Partie
du constat que dans une grande ville, en raison des horaires décalés
et de l'individualisme rampant, il est de plus en plus difficile de
communiquer avec son voisin de palier, Catherine Terdjan-Stern a créé
une association pour y remédier. Son but : retrouver la sociabilité
d'un village au sein de trois immeubles, dans le XVIIIe arrondissement,
grâce à un réseau informatique interne :
"Quelqu'un peut-il arroser mes plantes vertes pendant les vacances ?",
"Cette semaine, je suis disponible pour chercher les gamins à
l'école" ou encore "Si on se regroupait pour
acheter des bouteilles de vin à moindre prix ?"
C'est ainsi que Catherine, Georges, Renaud ou Jean-Michel imaginent
le forum de leur futur réseau Internet de voisins. Une première
en France. Avec échanges de services mais aussi de savoirs,
puisque Emmanuel, professeur d'histoire-géographie, propose
de monter des jeux éducatifs ou d'aider ceux qui le souhaitent
à préparer leurs examens. Le gardien sera également
connecté afin de communiquer avec les locataires. Une vingtaine
de locataires se sont regroupés dans cette association, baptisée
Moskova.fr, du nom de l'ancien quartier qui a fait les frais de nombreuses
opérations immobilières ces dernières années.
Ils sont avocats, comédiens, fonctionnaires territoriaux, journalistes,
comptables, graphistes ou informaticiens et ont emménagé
il y a deux ans, rue du Poteau, inaugurant trois immeubles flambant
neufs aux allures de paquebots, non loin de la porte de Clignancourt.
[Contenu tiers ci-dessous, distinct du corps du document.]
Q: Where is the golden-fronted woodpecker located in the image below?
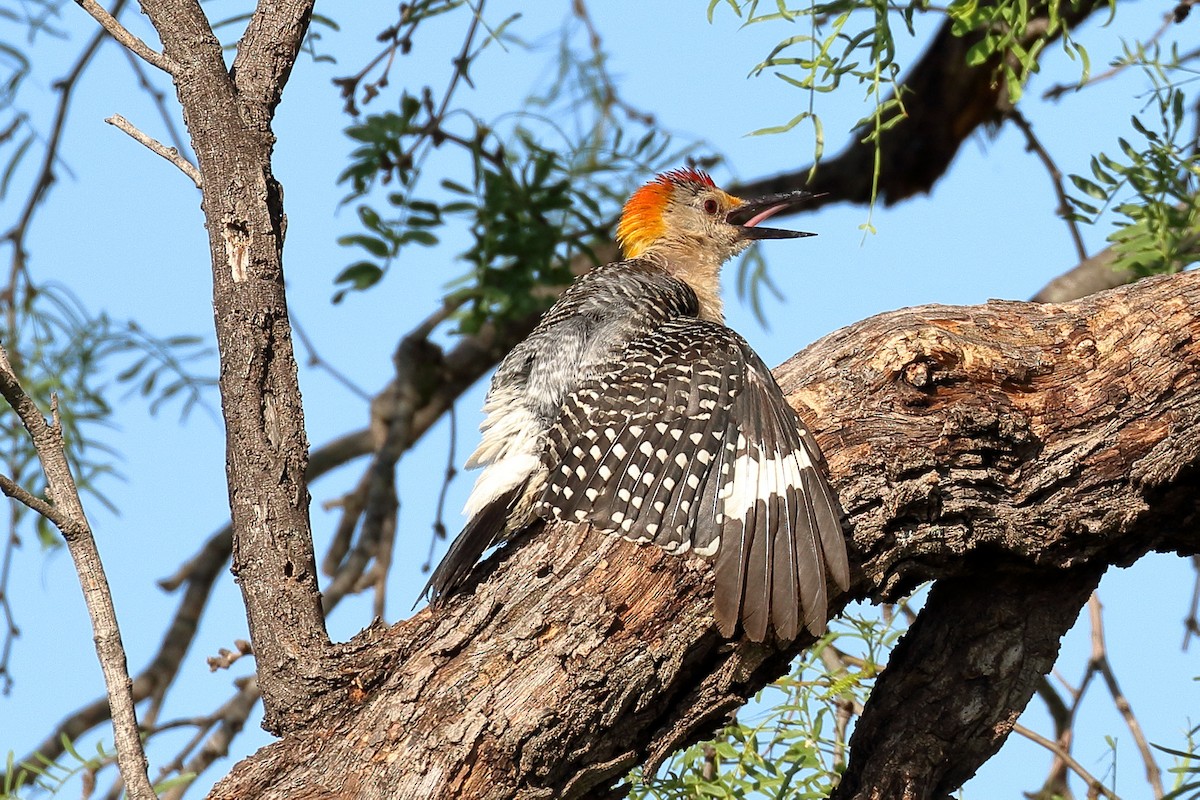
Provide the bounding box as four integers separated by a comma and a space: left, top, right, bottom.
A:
426, 167, 849, 642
Des couples de trentenaires avec bébés ou jeunes enfants
pour la plupart : "Ce n'était pas difficile de nous
trouver des points communs. De plus, il n'y avait pas de groupes préformés
puisqu'on est tous arrivés en même temps", se
souvient Jean-Michel.
Au bout d'un an, en octobre 1999, le gardien, très convivial,
a organisé un pot dans la cour commune pour que les locataires
fassent connaissance.
L'avantage de cette idée est
de créer une sociabilité
de village sans en récolter les inconvénients
Des
liens se sont alors tissés : "On a commencé
à prendre des apéros les uns chez les autres, puis à
dîner ensemble. Puis à se prêter de menus objets
", raconte Catherine, son bébé dans les bras.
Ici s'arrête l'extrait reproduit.